Today brought a bumper crop of excellent posts and articles about school reform issues:

* Here are some new additions to The Best Posts & Articles Raising Concerns About Teach For America:

Marie Levey-Pabst: Will the Teach For America Elite Save the Poor? is a guest post in Anthony Cody’s Ed Week blog.

Poise & Ivy: Judging Teachers by their Credentials is from Nancy Flanagan.

* Jim Horn wrote a good post on the PISA international test scores. I’m adding it to The Best Sites For Getting Some Perspective On International Test Comparison Demagoguery.

* There’s a fascinating article about the battle between researchers questioning the validity of the study used by the Los Angeles Times to rank teachers and make those assessments public. Included in the article is a comment by well-known and respected education professor Mike Rose:

I cringed at the cheap insinuation that the Colorado study is influenced by the source of some of its funding. Shall we consider the vested interest of Mr. Lauter, Mr. Felch, etc. in this project? Or the fact that Thomas Kane, who Mr. Lauter approvingly quotes, is a high-level official at the Gates Foundation, overseeing a project which has invested heavily in Value-Added methods? The point is that there are all kinds of personal, professional, and institutional investments in this debate, so if you’re going to lay them out, lay them all out. And if you suspect a biasing influence, do the reporter’s job of demonstrating it.

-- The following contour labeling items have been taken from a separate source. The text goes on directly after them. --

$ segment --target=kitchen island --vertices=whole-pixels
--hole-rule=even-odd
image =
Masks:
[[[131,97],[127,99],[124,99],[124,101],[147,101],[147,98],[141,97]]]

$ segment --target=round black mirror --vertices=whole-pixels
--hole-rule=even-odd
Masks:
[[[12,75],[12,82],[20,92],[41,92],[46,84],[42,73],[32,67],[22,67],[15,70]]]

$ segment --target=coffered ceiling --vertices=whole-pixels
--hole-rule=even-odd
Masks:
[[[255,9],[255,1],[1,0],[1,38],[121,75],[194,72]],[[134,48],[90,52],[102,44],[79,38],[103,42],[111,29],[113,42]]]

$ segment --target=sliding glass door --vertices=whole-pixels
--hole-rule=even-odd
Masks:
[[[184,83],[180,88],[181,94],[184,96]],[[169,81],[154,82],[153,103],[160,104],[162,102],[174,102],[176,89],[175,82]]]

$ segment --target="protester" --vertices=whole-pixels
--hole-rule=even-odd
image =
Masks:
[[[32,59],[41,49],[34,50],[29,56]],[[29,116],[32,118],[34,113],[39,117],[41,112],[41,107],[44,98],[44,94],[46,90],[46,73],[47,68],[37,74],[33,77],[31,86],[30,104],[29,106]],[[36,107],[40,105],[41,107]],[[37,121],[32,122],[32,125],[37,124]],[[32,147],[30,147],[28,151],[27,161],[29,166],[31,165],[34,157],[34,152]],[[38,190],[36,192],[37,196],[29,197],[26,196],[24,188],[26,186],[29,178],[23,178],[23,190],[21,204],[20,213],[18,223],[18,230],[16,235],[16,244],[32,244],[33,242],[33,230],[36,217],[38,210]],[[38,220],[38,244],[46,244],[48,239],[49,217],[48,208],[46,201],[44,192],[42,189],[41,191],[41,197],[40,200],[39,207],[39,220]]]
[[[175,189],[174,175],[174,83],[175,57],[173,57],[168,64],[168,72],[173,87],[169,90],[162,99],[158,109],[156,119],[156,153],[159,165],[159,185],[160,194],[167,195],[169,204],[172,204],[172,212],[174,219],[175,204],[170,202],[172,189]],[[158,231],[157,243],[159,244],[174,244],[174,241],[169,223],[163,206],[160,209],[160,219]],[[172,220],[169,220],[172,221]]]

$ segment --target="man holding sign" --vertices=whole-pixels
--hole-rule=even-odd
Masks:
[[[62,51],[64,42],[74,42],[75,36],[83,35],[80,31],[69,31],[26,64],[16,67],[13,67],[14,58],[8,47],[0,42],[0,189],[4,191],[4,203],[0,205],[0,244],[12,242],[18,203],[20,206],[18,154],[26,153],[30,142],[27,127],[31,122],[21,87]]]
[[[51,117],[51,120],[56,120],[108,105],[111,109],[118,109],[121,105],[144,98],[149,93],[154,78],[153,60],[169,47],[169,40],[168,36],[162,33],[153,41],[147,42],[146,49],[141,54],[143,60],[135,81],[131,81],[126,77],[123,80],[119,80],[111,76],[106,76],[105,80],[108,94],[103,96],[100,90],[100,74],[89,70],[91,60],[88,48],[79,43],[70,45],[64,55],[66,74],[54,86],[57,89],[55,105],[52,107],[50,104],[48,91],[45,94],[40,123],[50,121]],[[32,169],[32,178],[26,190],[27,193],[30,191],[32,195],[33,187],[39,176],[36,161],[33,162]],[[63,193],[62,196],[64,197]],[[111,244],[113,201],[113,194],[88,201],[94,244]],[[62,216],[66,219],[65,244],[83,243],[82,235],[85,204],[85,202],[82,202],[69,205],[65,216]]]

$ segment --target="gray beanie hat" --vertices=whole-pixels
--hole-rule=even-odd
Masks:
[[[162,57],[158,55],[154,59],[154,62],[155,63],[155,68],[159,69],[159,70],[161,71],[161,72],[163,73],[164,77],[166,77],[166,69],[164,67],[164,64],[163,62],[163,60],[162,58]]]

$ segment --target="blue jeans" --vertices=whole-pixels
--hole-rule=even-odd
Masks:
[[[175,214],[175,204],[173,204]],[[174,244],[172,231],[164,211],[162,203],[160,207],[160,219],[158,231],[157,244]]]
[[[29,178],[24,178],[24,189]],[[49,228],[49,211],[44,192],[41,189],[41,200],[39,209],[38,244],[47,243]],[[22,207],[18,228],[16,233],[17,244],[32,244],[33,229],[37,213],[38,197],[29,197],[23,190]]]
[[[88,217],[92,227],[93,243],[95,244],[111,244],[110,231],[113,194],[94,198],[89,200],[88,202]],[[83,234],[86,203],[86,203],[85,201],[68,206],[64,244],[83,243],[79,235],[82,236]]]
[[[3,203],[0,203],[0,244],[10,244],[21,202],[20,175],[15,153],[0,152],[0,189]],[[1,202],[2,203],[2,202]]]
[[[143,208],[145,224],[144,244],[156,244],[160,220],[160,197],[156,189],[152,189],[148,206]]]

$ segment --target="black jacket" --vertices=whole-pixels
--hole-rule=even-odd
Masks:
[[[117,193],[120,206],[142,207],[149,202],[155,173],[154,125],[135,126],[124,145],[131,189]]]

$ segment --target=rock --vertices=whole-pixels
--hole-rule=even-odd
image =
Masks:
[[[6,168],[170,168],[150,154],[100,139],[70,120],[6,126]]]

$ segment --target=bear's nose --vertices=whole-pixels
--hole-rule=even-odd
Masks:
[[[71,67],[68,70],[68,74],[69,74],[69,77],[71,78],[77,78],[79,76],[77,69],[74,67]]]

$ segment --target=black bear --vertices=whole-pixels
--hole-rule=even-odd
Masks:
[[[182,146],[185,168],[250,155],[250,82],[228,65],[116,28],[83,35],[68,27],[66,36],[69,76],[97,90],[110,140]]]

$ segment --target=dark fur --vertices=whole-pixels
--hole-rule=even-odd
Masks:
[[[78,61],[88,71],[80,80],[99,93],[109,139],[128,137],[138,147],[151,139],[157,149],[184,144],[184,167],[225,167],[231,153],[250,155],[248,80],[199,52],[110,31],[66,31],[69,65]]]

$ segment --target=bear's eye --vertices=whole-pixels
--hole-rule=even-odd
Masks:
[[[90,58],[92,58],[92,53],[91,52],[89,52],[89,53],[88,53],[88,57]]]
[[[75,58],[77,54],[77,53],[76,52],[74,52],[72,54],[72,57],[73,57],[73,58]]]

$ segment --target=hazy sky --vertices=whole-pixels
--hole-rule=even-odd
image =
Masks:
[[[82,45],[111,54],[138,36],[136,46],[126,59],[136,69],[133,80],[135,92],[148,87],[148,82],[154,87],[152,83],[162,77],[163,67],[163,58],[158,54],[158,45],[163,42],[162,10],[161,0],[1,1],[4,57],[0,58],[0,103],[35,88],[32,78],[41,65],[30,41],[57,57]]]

But the big, big question for me is how is it that this newspaper moved so strongly toward advocating a particular technology in school reform? The Times is not just editorializing that we need reform, but within its news department is taking a side on a technique. The paper is no longer reporting the news, but creating it and spinning it.

Thanks to David B. Cohen for the tip.

I’m adding this info to The Best Posts About The LA Times Article On “Value-Added” Teacher Ratings.